As part of its efforts to strengthen its anti-bribery and corruption enforcement framework and comply with international obligations, the Australian government has introduced two new criminal offences relating to “false accounting” into the Commonwealth Criminal Code.

What’s new?

On 29 February 2016, Royal Assent was given to the Crimes Legislation Amendment (Proceeds of Crime and Other Measures) Act 2016. The Act, among other things, introduces two new offences relating to the “false dealing with accounting documents”.

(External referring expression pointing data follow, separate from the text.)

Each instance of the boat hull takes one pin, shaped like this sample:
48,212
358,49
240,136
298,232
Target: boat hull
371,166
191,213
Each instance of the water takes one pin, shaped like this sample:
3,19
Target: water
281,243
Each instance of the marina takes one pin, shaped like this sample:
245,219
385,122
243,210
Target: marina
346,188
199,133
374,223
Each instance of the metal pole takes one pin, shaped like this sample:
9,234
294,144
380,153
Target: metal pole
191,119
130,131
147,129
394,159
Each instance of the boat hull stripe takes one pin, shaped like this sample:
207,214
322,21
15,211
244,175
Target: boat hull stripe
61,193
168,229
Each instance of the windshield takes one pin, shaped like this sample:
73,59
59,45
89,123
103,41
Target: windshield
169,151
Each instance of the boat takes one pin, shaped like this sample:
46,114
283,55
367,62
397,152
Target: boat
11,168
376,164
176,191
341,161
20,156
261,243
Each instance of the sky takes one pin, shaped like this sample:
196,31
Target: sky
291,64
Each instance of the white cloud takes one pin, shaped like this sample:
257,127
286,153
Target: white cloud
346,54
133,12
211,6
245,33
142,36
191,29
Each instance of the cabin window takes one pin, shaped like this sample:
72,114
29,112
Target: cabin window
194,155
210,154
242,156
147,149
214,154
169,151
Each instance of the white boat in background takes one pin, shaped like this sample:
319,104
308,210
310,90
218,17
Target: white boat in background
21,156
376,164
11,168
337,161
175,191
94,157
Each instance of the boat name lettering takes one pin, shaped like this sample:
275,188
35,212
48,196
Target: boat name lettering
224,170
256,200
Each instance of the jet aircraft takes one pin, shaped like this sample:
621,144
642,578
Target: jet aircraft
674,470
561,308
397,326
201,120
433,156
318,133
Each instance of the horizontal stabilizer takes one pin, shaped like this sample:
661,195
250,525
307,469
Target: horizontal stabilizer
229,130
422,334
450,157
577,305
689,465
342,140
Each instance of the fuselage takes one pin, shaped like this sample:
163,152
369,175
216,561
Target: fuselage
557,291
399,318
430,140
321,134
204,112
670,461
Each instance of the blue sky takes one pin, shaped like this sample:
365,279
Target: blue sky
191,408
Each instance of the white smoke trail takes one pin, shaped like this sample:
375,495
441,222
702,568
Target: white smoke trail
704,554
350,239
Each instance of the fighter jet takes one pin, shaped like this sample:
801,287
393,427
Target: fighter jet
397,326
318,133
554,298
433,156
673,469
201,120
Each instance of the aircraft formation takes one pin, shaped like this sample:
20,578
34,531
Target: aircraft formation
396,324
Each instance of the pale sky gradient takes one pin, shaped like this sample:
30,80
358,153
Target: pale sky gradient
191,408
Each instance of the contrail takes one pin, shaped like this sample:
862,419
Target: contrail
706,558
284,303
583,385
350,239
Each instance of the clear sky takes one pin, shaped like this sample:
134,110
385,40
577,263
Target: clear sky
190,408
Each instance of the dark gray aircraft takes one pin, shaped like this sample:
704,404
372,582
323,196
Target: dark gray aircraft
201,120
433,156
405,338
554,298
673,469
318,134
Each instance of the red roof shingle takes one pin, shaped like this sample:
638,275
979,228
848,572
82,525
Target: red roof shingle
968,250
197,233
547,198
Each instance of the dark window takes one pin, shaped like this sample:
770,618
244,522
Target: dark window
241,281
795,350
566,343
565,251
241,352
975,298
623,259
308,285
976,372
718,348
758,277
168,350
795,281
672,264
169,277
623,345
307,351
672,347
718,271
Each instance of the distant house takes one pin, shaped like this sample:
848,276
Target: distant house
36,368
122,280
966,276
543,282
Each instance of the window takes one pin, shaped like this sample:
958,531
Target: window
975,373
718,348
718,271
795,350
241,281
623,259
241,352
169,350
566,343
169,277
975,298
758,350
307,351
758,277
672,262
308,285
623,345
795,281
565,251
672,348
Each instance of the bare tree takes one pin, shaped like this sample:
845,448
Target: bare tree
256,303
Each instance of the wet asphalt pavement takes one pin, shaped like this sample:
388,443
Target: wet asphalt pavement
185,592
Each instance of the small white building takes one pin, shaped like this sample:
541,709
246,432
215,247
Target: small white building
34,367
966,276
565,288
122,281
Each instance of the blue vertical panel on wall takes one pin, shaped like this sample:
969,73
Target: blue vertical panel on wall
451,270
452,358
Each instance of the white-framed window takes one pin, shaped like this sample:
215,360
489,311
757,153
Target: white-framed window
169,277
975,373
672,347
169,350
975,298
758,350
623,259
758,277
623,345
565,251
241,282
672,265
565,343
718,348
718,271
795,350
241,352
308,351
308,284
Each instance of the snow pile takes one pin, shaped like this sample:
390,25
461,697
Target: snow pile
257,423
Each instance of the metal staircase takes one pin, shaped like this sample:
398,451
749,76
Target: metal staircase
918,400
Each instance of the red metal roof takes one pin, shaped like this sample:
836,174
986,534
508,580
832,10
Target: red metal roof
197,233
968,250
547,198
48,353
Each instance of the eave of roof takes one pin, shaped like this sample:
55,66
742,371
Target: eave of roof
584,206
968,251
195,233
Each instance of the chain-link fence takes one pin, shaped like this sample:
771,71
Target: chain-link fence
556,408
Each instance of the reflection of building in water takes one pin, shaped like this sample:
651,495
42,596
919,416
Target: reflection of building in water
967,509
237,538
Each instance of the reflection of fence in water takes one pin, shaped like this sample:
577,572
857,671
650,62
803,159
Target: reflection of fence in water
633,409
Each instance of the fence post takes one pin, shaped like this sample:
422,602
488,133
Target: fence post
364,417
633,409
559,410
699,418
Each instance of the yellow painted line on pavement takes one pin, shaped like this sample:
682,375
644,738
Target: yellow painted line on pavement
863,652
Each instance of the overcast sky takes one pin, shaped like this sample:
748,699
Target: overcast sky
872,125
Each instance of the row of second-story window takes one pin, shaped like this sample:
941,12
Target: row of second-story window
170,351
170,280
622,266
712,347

The new offences are designed to implement Australia’s obligations as a party to the Organisation for Economic Cooperation and Development (OECD) Convention on Combating Bribery of Foreign Public Officials in International Business Transactions. Article 8 of that Convention requires its members to take measures to prohibit the establishment of off-the-books accounts, as well as the use of false documents, by companies for the purpose of bribing foreign public officials or hiding such bribery.

False dealing with accounting documents

It is now an offence for a person to:

  1. make, alter, destroy or conceal an accounting document, or
  2. fail to make or alter an accounting document that the person is under a duty to make or alter;

where the act or omission is done with the intention that the person’s conduct would facilitate, conceal or disguise the receiving or giving of a benefit that is not legitimately due, or a loss that is not legitimately incurred.

The legislation introduces a second offence, which is the exact same as the first except that it applies where a person is reckless as to whether the making, alteration, destruction or concealment of the document (or the failure to make or alter the document) facilitates, conceals or disguises the relevant benefit or loss.

The offences apply to “accounting documents”. These are given a broad definition and include:

  • any account, record or document made or required for any accounting purpose;
  • any register under the Corporations Act 2001 (Cth); and
  • any financial report or financial records within the meaning of that Act.

It is not necessary for the prosecution to prove that the defendant, or another person actually received or gave a benefit or that any loss was incurred. It is also not necessary to prove that the defendant intended that a particular person receive or give a benefit, or incur a loss.

These provisions are similar to those already contained in the US Foreign Corrupt Practices Act 1977. The books and records offences, as they are commonly known in the United States, have been a major source of prosecutions for the relevant civil and criminal regulators. The Australian false accounting provisions have the same potential and for that reason companies should ensure they have proper policies and procedures in place.


For individuals, the first offence of false dealing with accounting documents carries a penalty of 10 years’ imprisonment or a fine of $1.8 million (or both). Meanwhile, corporations found to be liable face a penalty, which is the greater of:

  • $18 million;
  • three times the value of the benefit obtained by the body corporate and any related body corporate from the offence; or
  • 10% of the annual turnover of the body corporate during the previous 12 months.

The penalties for the second offence, which has the lower requisite state of mind of recklessness, are half of these amounts.

Corporations can be liable for acts of employees, agents and officers

Under the Commonwealth Criminal Code corporations can be liable for the acts of their employees, agents and officers where:

  • the board of directors or a high managerial agent carried out or engaged in the conduct, or authorised or permitted the offence;
  • there was a corporate culture that directed, encouraged, tolerated or led to non-compliance with the offence; or
  • the corporation failed to create and maintain a corporate culture that required compliance with the relevant provision.

It is, therefore, essential that companies focus on creating a corporate culture which makes clear that bribery, corruption and other unethical business practices will not be tolerated. A genuine top-down commitment to ethical practices combined with regular compliance training is essential for companies wishing to achieve this.

What do you need to do?

  • Review and, if necessary, update your current anti-bribery and corruption policies to reflect the changes.
  • Ensure your employees, agents and officers are aware of the new laws and their obligations.